Rz. 1628
Der von der Rechtsprechung entwickelte und von der Literatur gebilligte sozialrechtliche Herstellungsanspruch setzt voraus, dass der Sozialleistungsträger eine ihm aufgrund Gesetzes oder Sozialrechtsverhältnisses obliegende Pflicht pflichtwidrig verletzt hat.
Rz. 1628a
Der sozialrechtliche Herstellungsanspruch wird aus einer Analogie des Folgenbeseitigungsanspruchs für den Bereich der Sozialleistungsverwaltung bzw. dem Grundsatz von Treu und Glauben (§ 242 BGB) hergeleitet. Er entstand aus der Überlegung, dass ein Bürger angesichts der Kompliziertheit des Sozialrechts in vielen Bereichen auf behördliche Auskünfte angewiesen ist, auf deren Richtigkeit er vertrauen können muss. Dem Geschädigten soll, soweit möglich, die Durchführung eines Schadensersatzprozesses erspart werden. Als Ausfluss des Rechtsstaatsprinzips dient er der Verwirklichung sozialer Rechte nach § 2 I SGB I.
Rz. 1629
Zweck des Beitragsregress ist die treuhänderische Verfolgung des Direktanspruches des Geschädigten durch den gesetzlichen RVT, ohne dass der Geschädigte selbst zur Geltendmachung von auf diesen nach § 119 SGB X übergegangenen Ansprüchen vor den Zivilgerichten prozessführungsbefugt wäre.
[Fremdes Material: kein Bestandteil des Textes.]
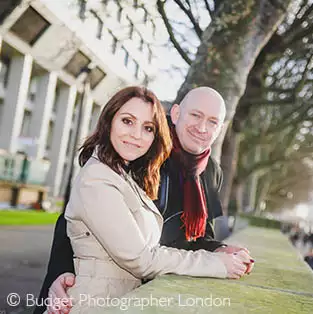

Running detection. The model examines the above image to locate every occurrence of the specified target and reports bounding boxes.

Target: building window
[90,11,103,39]
[151,20,156,37]
[143,74,149,86]
[64,51,91,77]
[117,5,123,22]
[52,86,60,114]
[148,48,152,63]
[20,109,32,136]
[66,129,73,156]
[46,121,54,150]
[28,78,38,102]
[143,8,148,23]
[122,47,129,67]
[139,38,144,51]
[128,57,137,77]
[10,7,51,46]
[108,31,118,54]
[0,59,10,88]
[89,67,106,89]
[128,19,134,39]
[78,0,87,21]
[135,62,139,79]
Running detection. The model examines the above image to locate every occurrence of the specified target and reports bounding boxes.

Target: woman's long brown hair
[79,86,172,200]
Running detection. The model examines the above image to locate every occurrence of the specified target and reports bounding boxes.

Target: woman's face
[110,98,155,162]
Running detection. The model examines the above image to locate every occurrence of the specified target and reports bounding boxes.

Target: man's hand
[214,245,254,275]
[214,245,250,254]
[47,273,75,314]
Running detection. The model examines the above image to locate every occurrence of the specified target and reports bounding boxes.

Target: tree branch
[174,0,202,39]
[203,0,213,17]
[157,0,192,65]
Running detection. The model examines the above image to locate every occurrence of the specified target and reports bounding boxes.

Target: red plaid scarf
[171,126,211,241]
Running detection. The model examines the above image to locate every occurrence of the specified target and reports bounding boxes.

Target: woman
[53,87,249,313]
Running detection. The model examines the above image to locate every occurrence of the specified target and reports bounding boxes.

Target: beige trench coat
[65,155,227,313]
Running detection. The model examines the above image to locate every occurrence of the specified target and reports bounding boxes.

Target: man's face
[171,94,225,155]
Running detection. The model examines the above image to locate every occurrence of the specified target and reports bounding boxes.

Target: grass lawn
[0,210,60,226]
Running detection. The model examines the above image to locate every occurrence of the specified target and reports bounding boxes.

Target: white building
[0,0,161,196]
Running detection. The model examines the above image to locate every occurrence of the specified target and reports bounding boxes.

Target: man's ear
[170,104,180,125]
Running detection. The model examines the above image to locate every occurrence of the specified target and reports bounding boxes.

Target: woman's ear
[170,104,180,124]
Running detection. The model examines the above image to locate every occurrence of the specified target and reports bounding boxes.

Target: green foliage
[0,209,60,226]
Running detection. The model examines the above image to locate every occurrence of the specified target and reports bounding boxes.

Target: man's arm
[33,214,74,314]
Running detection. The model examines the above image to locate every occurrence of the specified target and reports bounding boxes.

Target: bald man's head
[171,87,226,155]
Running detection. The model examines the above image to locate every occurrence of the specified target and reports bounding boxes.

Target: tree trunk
[176,0,291,160]
[231,182,244,213]
[220,125,240,215]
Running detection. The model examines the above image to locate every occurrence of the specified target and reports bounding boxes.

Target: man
[34,87,253,314]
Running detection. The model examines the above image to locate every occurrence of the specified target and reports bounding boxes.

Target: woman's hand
[219,250,254,279]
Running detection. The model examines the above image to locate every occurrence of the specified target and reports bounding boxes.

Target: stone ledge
[105,227,313,314]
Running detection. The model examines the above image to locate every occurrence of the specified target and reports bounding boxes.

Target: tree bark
[220,125,240,215]
[176,0,292,160]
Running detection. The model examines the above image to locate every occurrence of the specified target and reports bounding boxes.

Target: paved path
[0,225,54,314]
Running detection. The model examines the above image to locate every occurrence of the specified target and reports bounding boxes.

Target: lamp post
[63,66,91,212]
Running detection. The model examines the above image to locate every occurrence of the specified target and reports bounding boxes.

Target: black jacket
[34,157,222,314]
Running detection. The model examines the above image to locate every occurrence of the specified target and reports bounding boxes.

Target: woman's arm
[70,178,227,278]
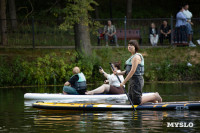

Insoweit hat der RVT gegenüber dem Verletzten auch eine Rechtspflicht zu Schadensminderung gegenüber dem Haftpflichtversicherer. Die objektive Pflichtwidrigkeit liegt in der unzureichenden Verwendung von für den Versicherten vereinnahmten Geldern.
Rz. 1630
Zwischen Pflichtverletzung des RVT und dem Nachteil des Betroffenen muss ein ursächlicher Zusammenhang bestehen.
Rz. 1631
Der durch pflichtwidriges Verwaltungshandeln eingetretene Nachteil muss durch zulässige Amtshandlung beseitigt werden können.
Rz. 1632
Die Grundsätze des sozialrechtlichen Herstellungsanspruchs verlangen den Nachweis eines pflichtwidrigen Verwaltungshandelns. Ein pflichtwidriges Handeln kann aber nur dann dem RVT angelastet werden, wenn er zu Unrecht kein Regressverfahren geführt hätte. Dies ist aber nur dann der Fall, wenn ein zivilrechtlicher Prozess gegen den Ersatzpflichtigen (Schädiger) mit an Sicherheit grenzender Wahrscheinlichkeit erfolgreich gewesen wäre (hypothetischer Prozessausgang); bei der Betrachtung des hypothetischen Ausgangs eines zivilrechtlichen Regressprozesses ist nicht die Kausalitätslehre der gesetzlichen Unfallversicherung, sondern der [hiervon zum Teil abweichende]) vom BGH (siehe § 3 Rn 61 ff., § 3 Rn 106 ff.) insoweit entwickelte Kausalitätsmaßstab anzusetzen.
Rz. 1633
Den Schadenersatzpflichtigen kann der Geschädigte mangels Forderungsberechtigung nicht in Anspruch nehmen, da wegen § 119 SGB X der Ersatzpflichtige die aus Minderbeiträgen resultierenden Schäden ausschließlich mit dem RVT abwickeln muss, an den der Geschädigte seine Rechte gesetzlich abgegeben hat (siehe Rn 1561 ff.).